Using a correctly specified model to initialise the SEIR model matches the true data near-perfectly.

Misspecified model

Correctly matching the model is the best case scenario. However, we can also the method for a couple of cases where the model is misspecified.

Note that we at this state does not modify the parameters of the model to match the development, we only estimate the initial state vector.

Once we include model fitting, the discrepancy between the data and model predictions may diminish.

Misspecified model in periods of increasing infections
models <- list(
  generate_model(2L, 1L, 1L),
  generate_model(1L, 1L, 1L),
  generate_model(2L, 2L, 2L),
  generate_model(3L, 2L, 5L)
)

predictions <- models |>
  purrr::map(\(m) {
    get_prediction(model = m, psi = m$initialise_state_vector(incidence_data))
  }) |>
  purrr::reduce(rbind)


ggplot2::ggplot() +
  ggplot2::geom_point(
    data = incidence_data,
    ggplot2::aes(x = date, y = incidence),
    color = switch(
      source,
      "n_infected"        = "deepskyblue3",
      "n_positive_simple" = "orange",
      "n_positive"        = "seagreen"
    )
  ) +
  ggplot2::geom_line(
    data = predictions,
    ggplot2::aes(x = date, y = incidence_model, color = model_configuration),
    linewidth = 1.5
  ) +
  ggplot2::geom_vline(
    xintercept = models[[1]]$observables$last_queryable_date,
    linetype = 2,
    color = "black"
  ) +
  ggplot2::facet_grid(source ~ age_group, scales = "free") +
  ggplot2::labs(y = "Model output", color = "Model Configuration")

Using a misspecified model to initialise the SEIR model can match the true data well when infections are increasing.

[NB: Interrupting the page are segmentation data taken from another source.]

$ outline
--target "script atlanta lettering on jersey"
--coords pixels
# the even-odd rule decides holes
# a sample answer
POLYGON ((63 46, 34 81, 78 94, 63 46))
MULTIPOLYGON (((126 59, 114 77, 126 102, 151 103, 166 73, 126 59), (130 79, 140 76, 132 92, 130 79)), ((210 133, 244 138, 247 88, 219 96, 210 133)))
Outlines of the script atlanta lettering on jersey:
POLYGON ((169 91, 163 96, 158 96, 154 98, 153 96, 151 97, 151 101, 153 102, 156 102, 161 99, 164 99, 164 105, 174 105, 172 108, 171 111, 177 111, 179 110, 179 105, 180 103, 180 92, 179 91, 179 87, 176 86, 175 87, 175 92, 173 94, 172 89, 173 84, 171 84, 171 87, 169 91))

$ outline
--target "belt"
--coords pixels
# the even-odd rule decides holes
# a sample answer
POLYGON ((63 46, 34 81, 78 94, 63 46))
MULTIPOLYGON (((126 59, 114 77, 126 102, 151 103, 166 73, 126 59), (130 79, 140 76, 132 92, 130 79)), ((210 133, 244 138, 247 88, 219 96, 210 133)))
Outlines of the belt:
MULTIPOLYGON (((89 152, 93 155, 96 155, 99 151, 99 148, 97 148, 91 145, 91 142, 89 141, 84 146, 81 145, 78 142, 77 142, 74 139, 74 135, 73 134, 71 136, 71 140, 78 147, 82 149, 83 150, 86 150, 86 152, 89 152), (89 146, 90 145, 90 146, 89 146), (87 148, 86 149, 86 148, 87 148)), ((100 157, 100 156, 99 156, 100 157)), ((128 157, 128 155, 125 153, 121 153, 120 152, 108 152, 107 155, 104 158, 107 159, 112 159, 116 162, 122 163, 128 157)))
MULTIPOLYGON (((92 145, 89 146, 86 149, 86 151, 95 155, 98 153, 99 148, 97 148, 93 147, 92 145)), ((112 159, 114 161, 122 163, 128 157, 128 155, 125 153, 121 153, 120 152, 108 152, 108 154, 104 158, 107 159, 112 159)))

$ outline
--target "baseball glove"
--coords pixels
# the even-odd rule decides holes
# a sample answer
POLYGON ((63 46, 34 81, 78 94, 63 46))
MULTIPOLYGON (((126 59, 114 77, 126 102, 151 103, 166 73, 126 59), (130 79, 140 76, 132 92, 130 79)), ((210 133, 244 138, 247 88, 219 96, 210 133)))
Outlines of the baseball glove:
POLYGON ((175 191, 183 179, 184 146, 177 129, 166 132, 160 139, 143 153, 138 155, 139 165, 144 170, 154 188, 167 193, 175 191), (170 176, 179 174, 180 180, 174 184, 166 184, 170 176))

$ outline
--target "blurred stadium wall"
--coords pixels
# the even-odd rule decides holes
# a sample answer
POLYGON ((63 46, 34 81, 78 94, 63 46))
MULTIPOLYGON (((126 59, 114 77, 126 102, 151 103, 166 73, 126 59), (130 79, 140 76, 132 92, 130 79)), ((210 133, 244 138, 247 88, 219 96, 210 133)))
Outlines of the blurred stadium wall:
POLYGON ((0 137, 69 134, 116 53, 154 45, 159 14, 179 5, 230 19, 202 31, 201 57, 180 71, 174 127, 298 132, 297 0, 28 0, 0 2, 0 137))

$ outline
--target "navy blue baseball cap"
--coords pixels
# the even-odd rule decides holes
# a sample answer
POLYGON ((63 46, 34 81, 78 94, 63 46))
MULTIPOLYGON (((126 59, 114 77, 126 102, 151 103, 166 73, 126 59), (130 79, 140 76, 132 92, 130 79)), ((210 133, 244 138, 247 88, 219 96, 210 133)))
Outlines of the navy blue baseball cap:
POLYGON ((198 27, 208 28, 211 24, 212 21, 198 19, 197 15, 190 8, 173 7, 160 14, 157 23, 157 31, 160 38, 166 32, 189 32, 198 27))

Misspecified model in periods of decreasing infections

models <- list(
  generate_model(2L, 1L, 1L),
  generate_model(1L, 1L, 1L),
  generate_model(2L, 2L, 2L),
  generate_model(3L, 2L, 5L)
)

# Update the last queryable date to later starting point
purrr::walk(models, \(m) {
  m$observables$set_last_queryable_date(
    m$observables$ds$max_end_date - lubridate::days(45)
  )
})

predictions <- models |>
  purrr::map(\(m) {
    get_prediction(model = m, psi = m$initialise_state_vector(incidence_data))
  }) |>
  purrr::reduce(rbind)


ggplot2::ggplot() +
  ggplot2::geom_point(
    data = incidence_data,
    ggplot2::aes(x = date, y = incidence),
    color = switch(
      source,
      "n_infected"        = "deepskyblue3",
      "n_positive_simple" = "orange",
      "n_positive"        = "seagreen"
    )
  ) +
  ggplot2::geom_line(
    data = predictions,
    ggplot2::aes(x = date, y = incidence_model, color = model_configuration),
    linewidth = 1.5
  ) +
  ggplot2::geom_vline(
    xintercept = models[[1]]$observables$last_queryable_date,
    linetype = 2,
    color = "black"
  ) +
  ggplot2::facet_grid(source ~ age_group, scales = "free") +
  ggplot2::labs(y = "Model output", color = "Model Configuration")

Using a misspecified model to initialise the SEIR model can match the true data well when infections are decreasing.